Example for a wife and mother

“This is one of the hardest things I’ve ever had to do. In fact, please forgive me if I am unable to read this speech in its entirety. I never imagined that I would have to write and give a eulogy for my wife at the age of 45, and I’m heartbroken about it.

While I am tempted to stand in front of you and shout, “Life’s not fair,” I know that Susan wouldn’t want me to do that. Instead, she would want me to share good, happy memories of her, tell everyone how much she loved and cherished our children, and she would want me to tell you about her faith. Those are my goals for today.”
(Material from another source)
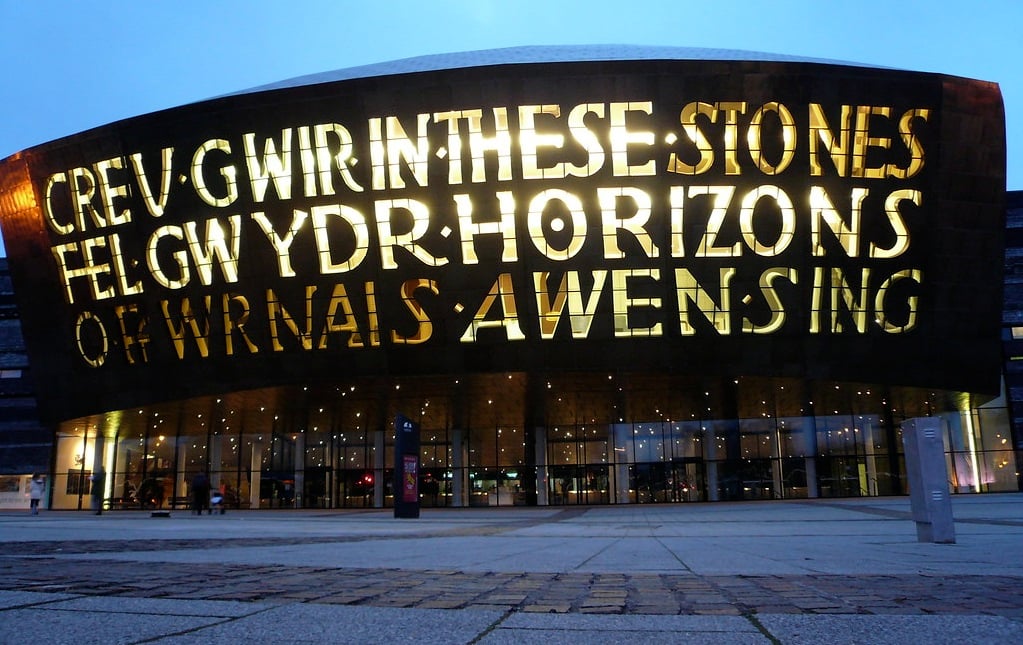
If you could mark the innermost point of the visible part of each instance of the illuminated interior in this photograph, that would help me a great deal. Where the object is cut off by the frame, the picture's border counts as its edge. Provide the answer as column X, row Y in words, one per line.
column 507, row 439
Example for a wife who suddenly died

“Bethany was a great teacher and she would want people to learn something from her eulogy. Here’s what I think she would have wanted me to teach you today.

First, choose to be happy. Bethany’s life was not perfect. She lost her mom when she was young, and her sister lost her life to breast cancer when she was 30. Regardless of all the grief Bethany suffered, she always chose to be happy.

Second, be quick to forgive and to ask for forgiveness. When Bethany left home for work last Monday, I assumed that she would come back to me at the end of the day. I am so thankful that I kissed her that morning before she left.”

Give It Your Best

We know that writing the eulogy for your wife will be heart wrenching and challenging, but it is an extremely loving thing to do.

Don’t worry about whether you find the perfect words or share the right stories. The grieving members of your audience will be sure to offer you grace and understanding as you give your speech.